Oceanic meridional heat transport is thought to have an overall warming effect on global climate due to feedbacks between the ocean, the cryosphere, and the atmosphere. Thus, if anthropogenic warming slows the ocean’s meridional transport of heat, as is widely predicted by climate models, then an expected consequence is a reduced pace of transient climate change. However, many studies treat ocean heat uptake as a passive process whereby the ocean reduces the rate of global warming exclusively by storing heat via altered fluxes at the air-sea boundary, ignoring dynamical ocean changes and their associated radiative feedbacks. Here, we quantify the impact on climate of changes to the ocean’s large-scale circulation in response to a doubling of CO₂ in a suite of idealized simulations of a course resolution version of NOAA-GFDL’s CM2.1. In these simulations, we hold ocean velocities, various atmospheric and cryospheric feedback processes, or a combination of each fixed.
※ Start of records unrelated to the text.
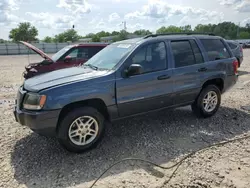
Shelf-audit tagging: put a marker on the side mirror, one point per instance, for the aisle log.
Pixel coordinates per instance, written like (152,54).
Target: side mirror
(67,59)
(46,62)
(134,69)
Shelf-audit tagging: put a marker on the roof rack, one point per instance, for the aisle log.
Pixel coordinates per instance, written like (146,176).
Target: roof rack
(185,33)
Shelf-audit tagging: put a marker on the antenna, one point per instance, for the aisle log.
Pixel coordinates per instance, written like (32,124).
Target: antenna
(124,25)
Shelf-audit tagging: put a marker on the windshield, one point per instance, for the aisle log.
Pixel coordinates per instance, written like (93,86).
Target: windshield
(110,56)
(57,55)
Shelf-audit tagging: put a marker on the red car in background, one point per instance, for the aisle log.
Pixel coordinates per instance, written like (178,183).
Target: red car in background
(69,56)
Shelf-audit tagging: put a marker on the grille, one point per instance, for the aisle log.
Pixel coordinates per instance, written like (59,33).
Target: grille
(20,96)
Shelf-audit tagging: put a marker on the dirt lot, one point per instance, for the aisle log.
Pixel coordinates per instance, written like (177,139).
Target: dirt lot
(28,160)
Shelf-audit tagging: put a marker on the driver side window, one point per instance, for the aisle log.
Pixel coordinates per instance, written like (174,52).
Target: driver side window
(74,53)
(151,57)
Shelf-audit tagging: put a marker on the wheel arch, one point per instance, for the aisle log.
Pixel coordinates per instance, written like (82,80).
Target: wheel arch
(96,103)
(219,82)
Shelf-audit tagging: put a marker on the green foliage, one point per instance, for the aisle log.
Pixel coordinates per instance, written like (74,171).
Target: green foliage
(227,30)
(2,41)
(24,32)
(48,39)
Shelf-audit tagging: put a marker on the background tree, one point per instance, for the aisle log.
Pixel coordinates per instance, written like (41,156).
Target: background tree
(66,36)
(142,32)
(244,35)
(48,39)
(24,32)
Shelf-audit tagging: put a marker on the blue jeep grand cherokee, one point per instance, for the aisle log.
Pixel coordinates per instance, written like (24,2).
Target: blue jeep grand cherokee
(124,79)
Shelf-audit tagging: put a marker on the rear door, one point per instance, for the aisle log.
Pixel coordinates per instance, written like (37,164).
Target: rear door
(188,70)
(149,90)
(218,56)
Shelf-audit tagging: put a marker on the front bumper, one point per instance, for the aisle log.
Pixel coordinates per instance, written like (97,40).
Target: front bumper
(42,122)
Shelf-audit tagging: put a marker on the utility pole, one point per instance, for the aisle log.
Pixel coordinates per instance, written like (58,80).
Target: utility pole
(238,30)
(124,25)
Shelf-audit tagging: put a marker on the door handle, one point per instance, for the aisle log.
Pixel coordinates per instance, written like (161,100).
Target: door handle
(163,77)
(203,69)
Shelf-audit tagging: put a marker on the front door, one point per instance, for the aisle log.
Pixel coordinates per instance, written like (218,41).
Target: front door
(152,88)
(188,70)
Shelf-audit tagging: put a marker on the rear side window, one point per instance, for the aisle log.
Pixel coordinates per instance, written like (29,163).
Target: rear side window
(94,50)
(151,57)
(232,45)
(183,54)
(215,49)
(197,52)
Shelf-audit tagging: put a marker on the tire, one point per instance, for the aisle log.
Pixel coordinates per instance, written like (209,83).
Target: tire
(198,107)
(72,123)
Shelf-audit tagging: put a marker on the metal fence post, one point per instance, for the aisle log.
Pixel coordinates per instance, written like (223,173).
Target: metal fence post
(6,48)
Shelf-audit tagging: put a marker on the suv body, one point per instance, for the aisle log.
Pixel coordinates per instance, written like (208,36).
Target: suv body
(237,50)
(127,78)
(69,56)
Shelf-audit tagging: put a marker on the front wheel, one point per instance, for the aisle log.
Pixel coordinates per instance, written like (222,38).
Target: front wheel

A comparison of the climate and ocean circulation responses to a doubling of CO₂ in these idealized configurations to the freely evolving model reveals the mechanisms by which the ocean circulation-radiative feedback processes operate. Moreover, this comparison exposes the degree to which the ocean and atmosphere’s responses to CO₂ forcing are independent. Thus, we begin to answer the question of what climate and circulation responses are missed when an atmospheric model is coupled to a slab ocean, or an ocean model is warmed by a prescribed flux perturbation. As in previous studies, we find that holding ocean velocities fixed increases the rate of atmospheric warming relative to an ocean where the circulation responds dynamically to warming, particularly in the Northern Hemisphere. We can attribute the change primarily to a greater shortwave flux out of the top of the atmosphere in the freely evolving simulation relative to the fixed ocean velocities simulations.